In order to accomplish this, children and teenagers work in teams of the same age frame (between 6 and 17-year-olds), using a multilingual platform of seven languages: Spanish, Catalan, Basque, Galego, Portuguese, English and Italian. There are some activities to do in class, where students have to carry out a first task in groups, and some others are online. There is a second online task to complete, where teams are formed by students from different countries and schools. Teaching proposals consist of debates and activities for reflection and research, every one of them adjusted to each age frame.

2020-2021 Edition: climate crisis and its effects

Climate change caused mainly by human activity and irresponsibility; it is no longer a future problem but a reality. Famine provoked by the loss of livestock and plant breeding, massive migrations, lack of access to safe drinking water and emergence of new diseases are some of the effects that a large number of people worldwide suffer daily. However, not every one of us pollutes equally and neither will we suffer the consequences of global warming the same way and on the same scale.
 
Today, the most vulnerable populations suffer the worst consequences of the climate crisis. According to Oxfam, if emergency measures are not taken, the number of people suffering poverty could increase to 35 and 122 million by 2030.

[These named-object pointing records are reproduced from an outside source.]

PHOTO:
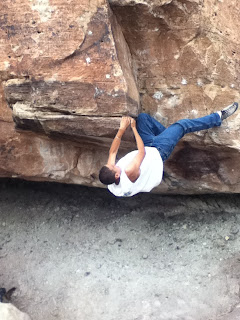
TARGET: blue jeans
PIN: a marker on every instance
(154, 134)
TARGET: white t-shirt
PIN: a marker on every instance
(150, 176)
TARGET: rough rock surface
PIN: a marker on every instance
(68, 72)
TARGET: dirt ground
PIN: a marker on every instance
(79, 253)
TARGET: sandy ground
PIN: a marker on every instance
(79, 253)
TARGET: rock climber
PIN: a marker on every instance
(142, 170)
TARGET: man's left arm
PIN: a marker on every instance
(133, 169)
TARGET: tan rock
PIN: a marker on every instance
(67, 75)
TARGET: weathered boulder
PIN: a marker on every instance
(69, 70)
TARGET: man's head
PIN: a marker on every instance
(109, 174)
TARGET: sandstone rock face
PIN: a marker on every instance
(70, 69)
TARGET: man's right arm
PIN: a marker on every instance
(125, 121)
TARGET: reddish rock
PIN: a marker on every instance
(68, 71)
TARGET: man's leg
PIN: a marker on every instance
(148, 128)
(167, 140)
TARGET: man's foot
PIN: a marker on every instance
(229, 110)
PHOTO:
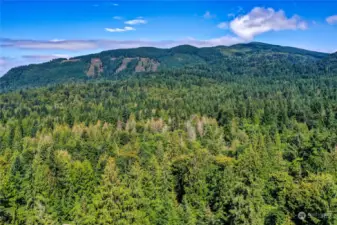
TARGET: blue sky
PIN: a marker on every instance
(37, 31)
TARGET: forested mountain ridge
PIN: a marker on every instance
(254, 58)
(245, 135)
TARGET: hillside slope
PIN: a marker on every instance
(256, 59)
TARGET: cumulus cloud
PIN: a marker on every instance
(223, 25)
(261, 20)
(208, 15)
(136, 21)
(332, 20)
(119, 29)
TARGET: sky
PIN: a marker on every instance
(38, 31)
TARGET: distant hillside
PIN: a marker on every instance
(257, 59)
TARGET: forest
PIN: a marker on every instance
(197, 145)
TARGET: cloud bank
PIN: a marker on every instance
(135, 22)
(261, 20)
(119, 29)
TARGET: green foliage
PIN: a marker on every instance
(192, 146)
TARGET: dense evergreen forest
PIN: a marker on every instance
(194, 145)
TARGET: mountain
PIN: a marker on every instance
(254, 58)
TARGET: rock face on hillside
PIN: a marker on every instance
(96, 68)
(256, 59)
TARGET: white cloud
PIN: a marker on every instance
(261, 20)
(223, 25)
(332, 20)
(119, 29)
(231, 15)
(208, 15)
(135, 22)
(53, 44)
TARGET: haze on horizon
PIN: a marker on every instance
(36, 31)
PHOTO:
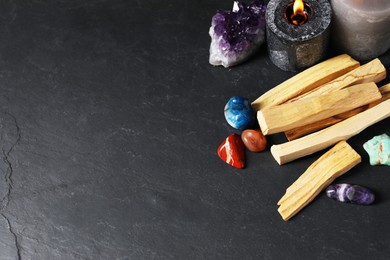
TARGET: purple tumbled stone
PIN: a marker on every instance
(237, 34)
(350, 193)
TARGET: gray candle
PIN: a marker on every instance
(296, 43)
(361, 28)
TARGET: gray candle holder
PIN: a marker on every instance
(297, 47)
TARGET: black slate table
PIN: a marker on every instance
(110, 118)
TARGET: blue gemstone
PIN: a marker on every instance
(350, 193)
(239, 113)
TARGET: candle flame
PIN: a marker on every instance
(299, 7)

This edition, under the ‘Think globally, act locally’ motto, students will work together to design a project that will promote civic action towards an inclusive and sustainable social development. The aim is to reduce the disproportionate impact that climate change has had so far on the most impoverished people.
 
One of the objectives in this edition is the students to identify the causes of climate change and its environmental and social consequences. Another objective is to raise awareness about current consumption habits and how these are related to the climate crisis. This way, both individual and collective action will be promoted towards a more sustainable lifestyle, favouring both the planet and society.

‘Connecting worlds’ during COVID-19

This year, ‘Connecting worlds’ managed to adjust to the ‘new normal’ situation at schools. All teaching proposals have been modified so they can be done in class or at home online, in case schools are placed on lockdown.
 
All proposed activities tend to be varied and promote teamwork. As Elisabet Santpere explains, ‘this edition will still offer face-to-face socio-emotional activities, but they are always proposed as optional and supplementary to the main ones.’ They have also introduced new but easy-to-use technological tools to facilitate online group work and interactions.
 
All working strategies also had to be readjusted in order to assure they respond to schools’ current necessities, according to Santpere. Even format terms and activity schedules have been modified to ease the new working conditions at schools throughout this school year.
 
Santpere confirms that the technological gap that affects a great deal of families in Spain is undoubtedly ‘an inconvenience for any online initiative.’ In spite of this, since the pandemic raged in March, Oxfam has given educational and logistical support to students in vulnerable situations, therefore there is an optimistic view towards this year’s edition.